The US national debt has now climbed above $38 trillion, according to the Committee for a Responsible Federal Budget, and is projected to reach about 125% of GDP by the end of 2025. In the UK, public sector net debt has risen to 96.4% of GDP, its highest level in more than six decades, while the IMF warns that global government debt could approach 100% of world GDP by 2029.
“These are not abstract figures. They represent governments borrowing from the future to fund today’s promises. The result is a slow erosion of purchasing power and a growing risk that the world’s largest economies will struggle to finance themselves without constant central-bank support.

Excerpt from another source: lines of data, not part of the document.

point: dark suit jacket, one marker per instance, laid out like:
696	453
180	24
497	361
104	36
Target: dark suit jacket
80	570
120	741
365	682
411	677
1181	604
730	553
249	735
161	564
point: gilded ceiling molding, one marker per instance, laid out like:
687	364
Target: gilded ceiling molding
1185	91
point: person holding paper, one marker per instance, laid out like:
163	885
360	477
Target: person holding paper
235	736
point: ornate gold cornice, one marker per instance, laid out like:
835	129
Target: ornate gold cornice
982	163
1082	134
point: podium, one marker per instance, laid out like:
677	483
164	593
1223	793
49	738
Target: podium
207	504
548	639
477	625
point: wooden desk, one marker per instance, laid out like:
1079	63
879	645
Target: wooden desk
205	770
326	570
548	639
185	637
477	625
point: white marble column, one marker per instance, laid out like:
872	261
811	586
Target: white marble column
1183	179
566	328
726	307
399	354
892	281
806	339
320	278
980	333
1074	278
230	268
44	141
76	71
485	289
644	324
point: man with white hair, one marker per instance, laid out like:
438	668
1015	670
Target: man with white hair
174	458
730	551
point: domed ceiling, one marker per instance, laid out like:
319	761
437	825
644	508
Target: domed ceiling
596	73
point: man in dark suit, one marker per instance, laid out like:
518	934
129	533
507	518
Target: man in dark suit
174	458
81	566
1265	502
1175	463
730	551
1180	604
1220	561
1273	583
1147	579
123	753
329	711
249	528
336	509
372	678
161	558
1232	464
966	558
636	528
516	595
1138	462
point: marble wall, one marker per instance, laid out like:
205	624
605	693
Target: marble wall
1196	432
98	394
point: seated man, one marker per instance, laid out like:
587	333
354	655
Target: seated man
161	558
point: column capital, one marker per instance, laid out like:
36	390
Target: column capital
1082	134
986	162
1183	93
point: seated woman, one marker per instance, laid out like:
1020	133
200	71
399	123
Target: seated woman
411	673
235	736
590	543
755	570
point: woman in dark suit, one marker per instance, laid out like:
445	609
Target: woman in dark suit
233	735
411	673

“Traditional bonds are losing their defensive value, and cash offers no protection against currency depreciation. This is why we’ve been seeing renewed demand for tangible stores of value such as gold, silver, and increasingly, digital assets like Bitcoin. These are assets that don’t rely on governments or central banks to maintain credibility.
“When debt keeps expanding and productivity doesn’t, investors know something has to give. They’re reallocating toward assets that can hold value if the dollar, the pound, the euro, and other traditional currencies lose purchasing power. It’s a redefinition of what safety means in a world of structural deficits.
“When the largest and most conservative investors start allocating to gold and digital assets, it’s a clear signal that this shift is strategic. They’re not chasing volatility; they’re protecting capital from fiscal dilution.
“Governments are stuck. If they keep rates high to control inflation, debt servicing becomes crushingly expensive. If they cut rates to ease the burden, they weaken their currencies and re-ignite inflation.
“This is the start of a structural shift. Investors are positioning for a future defined by scarcity and decentralization rather than by debt and dilution. Precious metals, digital currencies, and certain private assets are becoming core components of modern wealth strategies.
“Neither Washington nor Westminster has the political will to reverse debt accumulation. Voters expect high spending, and politicians deliver it with borrowed money. This is why this rebalancing toward alternative assets is an evolution.
“The smart money, including, increasingly, from institutional investors, is already diversifying into alternatives that can outlast the debt cycle.”